A severe congenital mechanobullous disease with dermolytic blistering and recessive inheritance is described in sheep. The affected animals of wild and inbred flocks of the breed Weisses Alpenschaf (WAS) have
blisters of skin, oral mucosa, tongue, and esophagus at birth or within the first week of life. Exungulation occurs early, and severe erosions in the mouth lead to difficulty in feeding. Electron microscopic examination revealed sub-lamina densa splitting in natural or fresh friction
blisters and absence of identifiable anchoring fibrils in clinically uninvolved skin.
Antigen mapping localized
laminin and
collagen IV to the
blister roof.
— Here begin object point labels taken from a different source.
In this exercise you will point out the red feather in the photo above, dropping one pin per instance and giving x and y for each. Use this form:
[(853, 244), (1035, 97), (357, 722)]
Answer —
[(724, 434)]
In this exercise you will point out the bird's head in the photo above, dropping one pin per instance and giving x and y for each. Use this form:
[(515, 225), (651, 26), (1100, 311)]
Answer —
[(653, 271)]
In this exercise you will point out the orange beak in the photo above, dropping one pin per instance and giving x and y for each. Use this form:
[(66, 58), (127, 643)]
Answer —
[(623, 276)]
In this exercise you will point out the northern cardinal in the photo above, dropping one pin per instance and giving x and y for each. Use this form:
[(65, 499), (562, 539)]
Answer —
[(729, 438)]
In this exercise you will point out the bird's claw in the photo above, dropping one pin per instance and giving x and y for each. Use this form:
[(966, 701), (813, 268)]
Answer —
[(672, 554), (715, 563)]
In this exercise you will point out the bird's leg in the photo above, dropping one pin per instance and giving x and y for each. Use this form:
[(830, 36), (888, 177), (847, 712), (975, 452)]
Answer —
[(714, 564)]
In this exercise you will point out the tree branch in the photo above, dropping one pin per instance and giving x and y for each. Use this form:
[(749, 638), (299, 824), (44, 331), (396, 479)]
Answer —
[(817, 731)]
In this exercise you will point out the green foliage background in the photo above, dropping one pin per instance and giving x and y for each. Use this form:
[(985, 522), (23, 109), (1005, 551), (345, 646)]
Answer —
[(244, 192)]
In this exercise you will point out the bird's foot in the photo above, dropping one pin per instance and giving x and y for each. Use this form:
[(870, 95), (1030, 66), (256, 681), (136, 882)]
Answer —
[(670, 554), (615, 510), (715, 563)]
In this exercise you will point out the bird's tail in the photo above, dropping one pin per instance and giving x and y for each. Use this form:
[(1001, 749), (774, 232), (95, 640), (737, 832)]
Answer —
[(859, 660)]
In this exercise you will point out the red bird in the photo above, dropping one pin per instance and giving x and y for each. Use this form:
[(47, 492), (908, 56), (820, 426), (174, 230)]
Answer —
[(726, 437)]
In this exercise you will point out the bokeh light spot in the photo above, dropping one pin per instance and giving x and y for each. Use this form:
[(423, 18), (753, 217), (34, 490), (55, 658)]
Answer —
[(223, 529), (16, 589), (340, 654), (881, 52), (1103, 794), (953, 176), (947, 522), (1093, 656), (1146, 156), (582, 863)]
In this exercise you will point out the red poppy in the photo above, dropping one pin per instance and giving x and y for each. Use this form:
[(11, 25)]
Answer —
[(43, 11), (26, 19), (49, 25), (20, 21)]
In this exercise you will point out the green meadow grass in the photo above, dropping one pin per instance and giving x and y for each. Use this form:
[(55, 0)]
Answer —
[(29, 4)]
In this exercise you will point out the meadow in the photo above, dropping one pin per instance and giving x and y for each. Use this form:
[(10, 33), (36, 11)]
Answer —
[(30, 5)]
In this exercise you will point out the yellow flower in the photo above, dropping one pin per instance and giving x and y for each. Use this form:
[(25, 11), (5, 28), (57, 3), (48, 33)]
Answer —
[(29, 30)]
Indirect immunofluorescence staining with
antibodies to
collagen VII, the major structural component of the anchoring fibrils, demonstrated a complete absence of reaction in clinically uninvolved tissues of the affected sheep, whereas in normal sheep a strong linear fluorescence was seen at the epithelial-mesenchymal basement membrane zone. Dermal extracts of normal sheep contained intact
collagen VII, but epidermal and dermal extracts from the affected sheep lacked this
collagen or its fragments in immunoblotting experiments. Based on genetic, clinical, ultrastructural, and immunochemical findings, the sheep disorder corresponds to the severe mutilating subtype of recessive
dystrophic epidermolysis bullosa in humans and can be used as an animal model to investigate the human disorder.